Friday, May 23, 2008

more 4.1 sexiness: marble

KDE is about more than just Plasma. A lot more, to the tune of several hundred shipped binaries (libraries, executables) that comprise an amazing number of applications. These applications often "live together" in thematic package, such as games or office or media. The educational package, produced by the awesome community that is the KDE Edu team, includes a desktop globe called Marble.

When I read Torsten's blog the other day about Open Street Map (OSM) integration, I just had to check this out for myself. Verdict: it works. Look, there's even the pub across the street from my house:



Even though this is new code that is still being worked on, the zooming and panning are already pretty smooth. It will be fun to see just how good it gets, really. I've heard rumour of integrating the OSM search as well.

So now Marble not only handles multiple projections (globe, flat and mercator thus far), provides multiple overlay options (countries, geographical features, temperatures, nighttime, ...), shows the stars in "space" when you zoom out, supports the KML format (as made popular by Google Earth), can load GPS traces, lets you measure distances, print maps, etc, etc, etc ... it also lets you browse right down to the street level.

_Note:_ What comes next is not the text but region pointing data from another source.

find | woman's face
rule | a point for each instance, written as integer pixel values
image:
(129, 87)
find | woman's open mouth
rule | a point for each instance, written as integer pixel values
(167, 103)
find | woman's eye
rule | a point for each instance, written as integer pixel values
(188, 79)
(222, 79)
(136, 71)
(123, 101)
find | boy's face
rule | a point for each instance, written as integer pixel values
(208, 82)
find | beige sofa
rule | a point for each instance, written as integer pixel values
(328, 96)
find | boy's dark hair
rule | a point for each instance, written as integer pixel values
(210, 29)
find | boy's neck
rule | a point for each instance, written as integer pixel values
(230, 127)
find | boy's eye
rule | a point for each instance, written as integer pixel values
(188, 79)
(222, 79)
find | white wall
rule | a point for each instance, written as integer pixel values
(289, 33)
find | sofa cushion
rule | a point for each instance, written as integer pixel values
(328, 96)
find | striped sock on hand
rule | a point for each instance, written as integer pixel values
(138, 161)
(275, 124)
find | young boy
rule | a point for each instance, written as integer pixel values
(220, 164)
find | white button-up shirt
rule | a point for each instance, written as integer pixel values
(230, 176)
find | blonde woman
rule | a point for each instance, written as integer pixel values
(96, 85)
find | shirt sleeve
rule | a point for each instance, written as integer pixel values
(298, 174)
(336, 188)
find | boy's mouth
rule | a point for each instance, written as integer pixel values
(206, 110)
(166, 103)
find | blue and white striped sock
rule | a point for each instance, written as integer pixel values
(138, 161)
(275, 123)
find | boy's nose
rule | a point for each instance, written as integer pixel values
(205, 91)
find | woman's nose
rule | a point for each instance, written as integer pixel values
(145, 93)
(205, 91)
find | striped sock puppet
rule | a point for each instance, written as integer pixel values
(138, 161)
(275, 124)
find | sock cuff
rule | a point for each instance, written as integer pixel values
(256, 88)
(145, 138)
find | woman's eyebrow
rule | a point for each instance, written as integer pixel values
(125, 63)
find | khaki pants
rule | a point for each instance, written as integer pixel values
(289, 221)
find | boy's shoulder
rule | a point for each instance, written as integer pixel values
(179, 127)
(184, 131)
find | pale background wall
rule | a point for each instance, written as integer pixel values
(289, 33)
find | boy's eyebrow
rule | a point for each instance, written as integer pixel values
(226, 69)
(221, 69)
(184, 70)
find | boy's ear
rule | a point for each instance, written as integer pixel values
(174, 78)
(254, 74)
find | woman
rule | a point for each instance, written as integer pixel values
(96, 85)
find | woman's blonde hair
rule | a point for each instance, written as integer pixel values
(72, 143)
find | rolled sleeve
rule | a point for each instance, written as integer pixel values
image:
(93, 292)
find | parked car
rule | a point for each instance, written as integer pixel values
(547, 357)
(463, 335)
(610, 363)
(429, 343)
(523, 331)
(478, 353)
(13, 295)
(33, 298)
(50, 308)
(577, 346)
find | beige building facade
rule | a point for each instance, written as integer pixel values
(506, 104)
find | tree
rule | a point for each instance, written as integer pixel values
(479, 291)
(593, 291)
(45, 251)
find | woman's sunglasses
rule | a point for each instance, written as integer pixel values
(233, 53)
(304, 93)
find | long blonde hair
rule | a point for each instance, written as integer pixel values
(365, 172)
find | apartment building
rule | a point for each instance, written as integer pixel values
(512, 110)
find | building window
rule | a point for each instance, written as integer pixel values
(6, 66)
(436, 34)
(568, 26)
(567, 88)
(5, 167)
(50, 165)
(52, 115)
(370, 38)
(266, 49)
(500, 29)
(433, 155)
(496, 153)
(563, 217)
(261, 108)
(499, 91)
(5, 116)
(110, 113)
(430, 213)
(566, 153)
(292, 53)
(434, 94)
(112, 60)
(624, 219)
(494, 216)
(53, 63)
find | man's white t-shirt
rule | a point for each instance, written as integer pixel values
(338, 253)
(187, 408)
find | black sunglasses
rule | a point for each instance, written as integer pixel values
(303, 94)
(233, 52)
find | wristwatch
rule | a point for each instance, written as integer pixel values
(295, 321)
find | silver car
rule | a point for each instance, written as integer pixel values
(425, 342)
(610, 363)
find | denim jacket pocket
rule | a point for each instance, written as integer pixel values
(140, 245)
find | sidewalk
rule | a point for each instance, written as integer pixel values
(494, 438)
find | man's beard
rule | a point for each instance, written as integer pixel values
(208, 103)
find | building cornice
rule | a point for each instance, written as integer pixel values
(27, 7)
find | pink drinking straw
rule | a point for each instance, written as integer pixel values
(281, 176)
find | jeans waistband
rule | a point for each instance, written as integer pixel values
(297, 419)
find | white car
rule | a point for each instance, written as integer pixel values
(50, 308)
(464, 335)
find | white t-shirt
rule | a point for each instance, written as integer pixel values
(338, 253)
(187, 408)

I'm a huge fan of OSM because maps are, IMHO, a very important set of data and they've found a sustainable way to make that information Freely (as in Freedom) available to all. Best of all, if the maps in your area aren't great you can help them fix that by contributing GPS routes and annotating existing data.

Now OSM has a kick ass and highly portable rich client user interface thanks to Marble. Marble works very well on Linux, BSD, OpenSolaris, Microsoft Windows and MacOS X operating systems and on a variety of hardware form factors (desktop, laptop, UMPC, tablet). It also ships by default with the KDE desktop environment; what other mainstream desktop ships with a 3D globe? =)

Massive props to the people who have breathed life into both the Marble and OSM projects.

(Awesome side note: Marble is the first hit on Google when querying "mac os desktop globe". It's "only" third when searching for "macos desktop globe" though.)

10 comments:

Leo S said...

I hope the OSM will promote Marble on their page upon its next release. The lack of a good interface for OSM has been the reason why I haven't bothered with it in the past. Marble could really make it take off.

Anonymous said...

new stuff is fun..
how about some old stuff that needs some lovin' ??
https://bugs.kde.org/show_bug.cgi?id=113630

Anonymous said...

another anonymous coward @ anonymouse:
then fix it

Aaron J. Seigo said...

@anonymous: i don't work on khtml, neither do the marble or OSM teams. it's like asking us to fix microsoft's software: we don't work on it =)

Javier said...

t's 4th now on "macos desktop globe", since your blog post rocketed to #1 XD

Anonymous said...

Marble starts rock totally, first I saw marble itself, then marble integration to digiKam and now open street maps on it.

Now we need just a good idea how to allow marble to be run on desktop easily so user can search places, place tags and find photos (trought digiKam) from it.

We have change to have even greater desktop for gnu/linux & *BSD & Opensolaris etc.

Anonymous said...

Wow! This was on my wishlist!
Now a bit of sexiness even to
plasma with a 2 layer background
(tiled below and scaled above,
for carbonium themes and such)
theme option and I'm done!

Darkelve said...

To Aaron, or any current KDE4 user:

I read that KDE4 will be more task-centric, focusing on the tasks at hand not the files.

I'm going to be very concrete for once. I have the following 'use case':

1. receive a mail with attachement; the attachment contains files to upload to a web server through FTP
2. save the file somewhere to your desktop
3. navigate to the folder with Zipped file
4. unzip the file
5. Open/switch to the FTP program, select the unzipped files and upload them to the server

What tools does KDE 4 offer to do this faster or more efficiëntly? How would you do this with the current state of KDE technology (say ,KDE 4.1b1)?

This is an honest question, meant in a positive way.

Darkelve

segedunum said...

i don't work on khtml, neither do the marble or OSM teams. it's like asking us to fix microsoft's software: we don't work on it =)

Hmmmm. OK Aaron. We get it ;-).

Anonymous said...

Marble is starting to look like real gem to me :). I wonder what would happen to (auto)navigation markets if someone adds path finding into OSM/Marple.